Background: HIV still causes high morbidity in the era of highly active antiretroviral therapy (HAART). Despite scaling up of HIV and treatment services to improve the outcome of people living with HIV/AIDS, there is still a high proportion of individuals who seek out medical attention in late stages of the disease. This phenomenon contributes to late initiation of ART and poor clinical outcome especially in sub Saharan Africa. The magnitude of this problem and risk factors is not known in Tanzania. This study was designed to describe the prevalence of late HIV diagnosis and its risk factors in western rural Tanzania.

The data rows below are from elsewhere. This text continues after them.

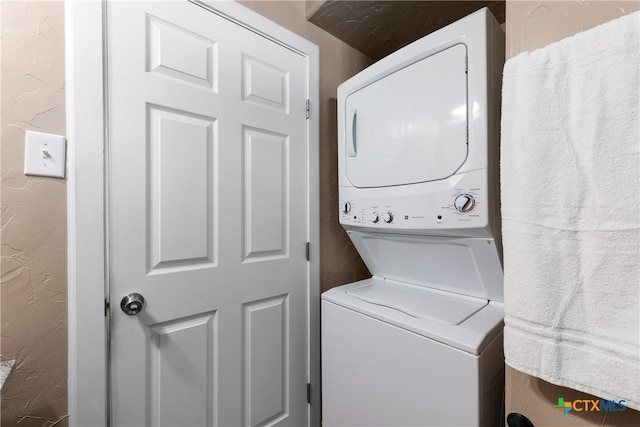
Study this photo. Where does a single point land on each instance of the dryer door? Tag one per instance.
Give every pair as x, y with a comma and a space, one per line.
411, 125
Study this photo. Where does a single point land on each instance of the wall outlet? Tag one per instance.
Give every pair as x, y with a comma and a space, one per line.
44, 154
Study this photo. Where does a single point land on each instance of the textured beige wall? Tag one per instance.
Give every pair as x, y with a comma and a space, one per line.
532, 25
33, 289
33, 252
339, 262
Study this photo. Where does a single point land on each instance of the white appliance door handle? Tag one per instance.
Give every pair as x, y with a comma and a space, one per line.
351, 133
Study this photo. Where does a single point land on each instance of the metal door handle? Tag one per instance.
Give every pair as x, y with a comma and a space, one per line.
352, 145
132, 304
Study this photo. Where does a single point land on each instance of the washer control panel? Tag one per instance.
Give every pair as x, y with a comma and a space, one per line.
458, 208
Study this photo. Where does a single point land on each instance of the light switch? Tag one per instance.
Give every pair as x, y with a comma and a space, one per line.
44, 154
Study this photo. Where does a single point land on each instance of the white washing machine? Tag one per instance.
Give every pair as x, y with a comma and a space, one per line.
420, 343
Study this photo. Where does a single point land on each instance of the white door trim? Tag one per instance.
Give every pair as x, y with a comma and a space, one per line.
85, 26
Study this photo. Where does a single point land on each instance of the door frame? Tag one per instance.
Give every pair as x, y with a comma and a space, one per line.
87, 208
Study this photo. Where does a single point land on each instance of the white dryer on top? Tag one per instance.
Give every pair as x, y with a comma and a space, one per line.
420, 343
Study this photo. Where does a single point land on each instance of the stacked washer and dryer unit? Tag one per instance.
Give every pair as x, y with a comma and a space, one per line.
420, 342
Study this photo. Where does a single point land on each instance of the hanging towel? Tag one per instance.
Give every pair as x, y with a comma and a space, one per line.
570, 179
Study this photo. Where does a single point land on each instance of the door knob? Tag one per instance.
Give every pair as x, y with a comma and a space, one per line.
132, 304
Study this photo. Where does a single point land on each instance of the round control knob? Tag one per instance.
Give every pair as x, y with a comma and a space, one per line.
464, 202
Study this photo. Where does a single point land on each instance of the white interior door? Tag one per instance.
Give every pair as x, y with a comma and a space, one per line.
208, 220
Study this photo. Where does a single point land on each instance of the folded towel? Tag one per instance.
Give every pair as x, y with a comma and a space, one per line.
570, 176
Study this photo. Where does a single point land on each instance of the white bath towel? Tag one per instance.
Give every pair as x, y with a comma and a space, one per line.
570, 177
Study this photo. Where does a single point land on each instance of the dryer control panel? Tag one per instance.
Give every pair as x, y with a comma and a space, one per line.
457, 204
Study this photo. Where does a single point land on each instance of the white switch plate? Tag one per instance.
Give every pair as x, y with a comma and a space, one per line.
44, 154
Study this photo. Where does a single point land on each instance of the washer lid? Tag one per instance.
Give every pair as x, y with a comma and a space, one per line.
419, 302
410, 126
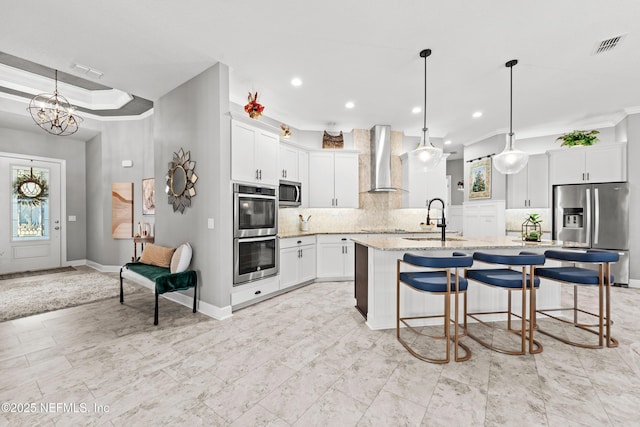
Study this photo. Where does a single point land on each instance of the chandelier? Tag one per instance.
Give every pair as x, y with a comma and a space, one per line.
428, 154
53, 113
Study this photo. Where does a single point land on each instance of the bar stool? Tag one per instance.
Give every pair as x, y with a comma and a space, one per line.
512, 280
575, 276
440, 280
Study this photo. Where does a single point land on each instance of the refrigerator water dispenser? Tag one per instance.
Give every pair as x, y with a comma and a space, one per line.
572, 218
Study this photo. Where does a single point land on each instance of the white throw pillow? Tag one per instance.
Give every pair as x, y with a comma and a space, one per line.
181, 258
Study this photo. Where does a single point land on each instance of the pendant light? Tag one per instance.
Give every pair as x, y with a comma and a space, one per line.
53, 113
427, 153
510, 161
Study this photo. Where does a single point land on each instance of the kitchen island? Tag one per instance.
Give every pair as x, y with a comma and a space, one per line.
375, 276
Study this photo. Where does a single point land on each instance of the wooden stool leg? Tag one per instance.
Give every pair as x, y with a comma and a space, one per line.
155, 315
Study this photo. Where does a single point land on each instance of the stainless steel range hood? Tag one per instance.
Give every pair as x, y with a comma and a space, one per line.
381, 159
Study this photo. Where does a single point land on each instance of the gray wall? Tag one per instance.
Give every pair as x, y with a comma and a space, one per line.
41, 144
455, 168
119, 140
629, 130
195, 117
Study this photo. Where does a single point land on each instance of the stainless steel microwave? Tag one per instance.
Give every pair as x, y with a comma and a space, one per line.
290, 194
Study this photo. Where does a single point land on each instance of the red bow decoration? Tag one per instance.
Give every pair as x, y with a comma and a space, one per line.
253, 108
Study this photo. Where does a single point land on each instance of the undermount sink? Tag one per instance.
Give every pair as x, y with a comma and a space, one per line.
450, 239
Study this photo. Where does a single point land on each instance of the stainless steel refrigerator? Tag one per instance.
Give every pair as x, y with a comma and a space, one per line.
595, 216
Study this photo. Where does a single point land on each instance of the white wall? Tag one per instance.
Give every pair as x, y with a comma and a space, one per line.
119, 140
41, 144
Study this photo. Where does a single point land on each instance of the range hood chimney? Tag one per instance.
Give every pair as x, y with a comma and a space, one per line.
381, 159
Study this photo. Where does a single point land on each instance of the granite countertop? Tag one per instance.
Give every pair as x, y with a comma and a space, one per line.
434, 233
407, 244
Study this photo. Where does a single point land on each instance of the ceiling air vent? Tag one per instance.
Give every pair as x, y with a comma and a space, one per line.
608, 44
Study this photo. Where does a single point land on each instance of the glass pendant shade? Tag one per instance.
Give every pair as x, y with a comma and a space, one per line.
428, 155
510, 161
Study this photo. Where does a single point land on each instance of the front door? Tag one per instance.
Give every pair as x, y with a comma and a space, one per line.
30, 214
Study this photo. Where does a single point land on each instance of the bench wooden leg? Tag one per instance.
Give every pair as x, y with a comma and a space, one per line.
121, 290
155, 315
195, 293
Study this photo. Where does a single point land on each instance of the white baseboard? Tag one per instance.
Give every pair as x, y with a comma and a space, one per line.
104, 268
75, 263
218, 313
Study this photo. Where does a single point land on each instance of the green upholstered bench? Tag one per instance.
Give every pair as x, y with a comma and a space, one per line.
161, 279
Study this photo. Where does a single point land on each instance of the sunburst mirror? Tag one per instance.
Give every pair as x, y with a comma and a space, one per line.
181, 180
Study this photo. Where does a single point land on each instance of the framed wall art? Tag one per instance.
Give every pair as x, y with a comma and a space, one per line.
122, 210
148, 196
480, 179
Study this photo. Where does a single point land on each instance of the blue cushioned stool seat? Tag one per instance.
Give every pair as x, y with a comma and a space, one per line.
518, 277
577, 275
503, 277
432, 281
430, 275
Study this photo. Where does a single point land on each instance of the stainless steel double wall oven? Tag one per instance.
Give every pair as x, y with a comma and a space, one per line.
255, 223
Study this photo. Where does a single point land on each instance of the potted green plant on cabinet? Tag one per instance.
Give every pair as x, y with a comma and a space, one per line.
579, 137
531, 228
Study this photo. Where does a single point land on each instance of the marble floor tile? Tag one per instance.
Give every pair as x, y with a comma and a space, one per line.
334, 408
390, 409
293, 397
241, 395
304, 358
258, 416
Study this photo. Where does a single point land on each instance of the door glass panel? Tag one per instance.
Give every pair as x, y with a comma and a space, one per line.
256, 255
29, 203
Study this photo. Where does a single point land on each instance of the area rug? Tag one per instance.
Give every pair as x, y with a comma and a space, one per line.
32, 295
35, 273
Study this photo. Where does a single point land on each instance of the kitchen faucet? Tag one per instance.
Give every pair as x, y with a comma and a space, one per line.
443, 223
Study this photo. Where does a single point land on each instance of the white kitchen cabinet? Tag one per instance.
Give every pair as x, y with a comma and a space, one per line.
288, 159
336, 257
483, 219
422, 185
529, 188
254, 291
333, 180
297, 261
254, 154
593, 164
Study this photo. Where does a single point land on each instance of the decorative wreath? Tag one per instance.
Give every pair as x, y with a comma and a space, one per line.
31, 190
286, 131
253, 108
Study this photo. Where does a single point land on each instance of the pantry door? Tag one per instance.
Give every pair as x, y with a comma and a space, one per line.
30, 213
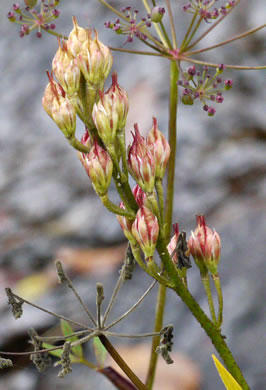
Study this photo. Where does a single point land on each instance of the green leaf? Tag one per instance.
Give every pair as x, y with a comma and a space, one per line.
100, 352
57, 352
67, 330
229, 382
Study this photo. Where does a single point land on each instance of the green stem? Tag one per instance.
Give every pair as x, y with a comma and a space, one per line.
114, 208
212, 331
239, 36
161, 298
216, 280
121, 363
188, 31
173, 101
205, 279
159, 190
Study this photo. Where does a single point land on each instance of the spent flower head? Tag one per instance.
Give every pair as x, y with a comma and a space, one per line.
31, 18
204, 86
205, 10
132, 27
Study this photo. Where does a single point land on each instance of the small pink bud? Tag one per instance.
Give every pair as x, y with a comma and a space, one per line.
140, 196
110, 113
145, 229
66, 70
126, 225
99, 168
141, 162
76, 38
59, 108
205, 247
159, 148
94, 60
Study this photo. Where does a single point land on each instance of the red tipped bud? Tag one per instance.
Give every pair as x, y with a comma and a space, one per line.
145, 229
140, 196
66, 70
205, 247
95, 60
99, 167
126, 225
110, 113
141, 162
77, 37
59, 108
159, 148
157, 14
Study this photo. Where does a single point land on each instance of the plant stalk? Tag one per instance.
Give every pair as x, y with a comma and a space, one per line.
161, 298
122, 364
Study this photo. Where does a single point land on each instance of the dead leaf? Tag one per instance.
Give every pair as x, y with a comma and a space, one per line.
183, 374
94, 260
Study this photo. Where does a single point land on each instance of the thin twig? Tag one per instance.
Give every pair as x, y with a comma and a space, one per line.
131, 336
54, 314
172, 24
212, 65
212, 27
119, 284
239, 36
132, 307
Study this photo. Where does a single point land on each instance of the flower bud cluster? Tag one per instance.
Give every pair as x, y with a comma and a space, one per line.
30, 18
204, 86
204, 9
147, 158
81, 66
205, 247
132, 27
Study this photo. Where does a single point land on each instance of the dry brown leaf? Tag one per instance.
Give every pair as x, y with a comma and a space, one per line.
94, 260
183, 374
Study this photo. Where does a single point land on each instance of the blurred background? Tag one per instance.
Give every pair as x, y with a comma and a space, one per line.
48, 209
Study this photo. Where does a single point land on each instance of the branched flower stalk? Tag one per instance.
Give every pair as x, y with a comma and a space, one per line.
76, 87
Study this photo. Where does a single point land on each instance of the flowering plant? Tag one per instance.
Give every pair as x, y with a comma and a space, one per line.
77, 87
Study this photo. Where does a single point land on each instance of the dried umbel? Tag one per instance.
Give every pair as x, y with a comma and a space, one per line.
145, 229
205, 247
110, 113
99, 167
141, 162
160, 149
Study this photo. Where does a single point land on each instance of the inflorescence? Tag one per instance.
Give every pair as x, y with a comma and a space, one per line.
201, 85
32, 19
133, 27
203, 8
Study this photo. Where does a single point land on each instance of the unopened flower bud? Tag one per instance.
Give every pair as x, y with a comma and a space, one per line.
99, 167
66, 70
141, 162
110, 113
160, 149
59, 108
145, 229
30, 3
76, 38
95, 60
157, 14
126, 226
205, 247
140, 196
228, 84
187, 99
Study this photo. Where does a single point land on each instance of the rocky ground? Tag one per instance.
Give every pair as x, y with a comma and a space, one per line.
48, 205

Methods: This was a cross sectional based cohort study, involving newly diagnosed adult HIV patients sent in for care and treatment linkage. Data of interest including age, sex, WHO stage, stage of opportunistic infection on diagnosis, mode of diagnosis and CD4 were all recorded and analyzed using STATA version 11.2. Patients with on diagnosis CD4<200 cells/µl were considered having late HIV diagnosis. The proportion of patients with late HIV diagnosis was calculated and logistic regression modal was used to determine the degree of association of different variable at 95%CI.

Results: A total of 649 patients were included in this study with a median age of 45.5 (22-71) years whereby most of them 396 (61.02%) were females. Majority of our study participants, 468 (72.11%) were in WHO clinical stage 3&4. About 385 (59.32%) of the patients had late HIV diagnosis, of whom 303 (78.70) had WHO clinical stage 3&4 defining illnesses on diagnosis, and these were predominantly male patients (OR=1.4, p=0.035), who were most likely to be diagnosed through provider initiated testing and counseling (OR=03, p=0.001).

Conclusion: The magnitude of patients with late HIV diagnosis is significantly big in western rural part of Tanzania with attendant high prevalence of most stage 3&4 AIDS defining illnesses. Male participants seem to be predominantly affected as late presenters.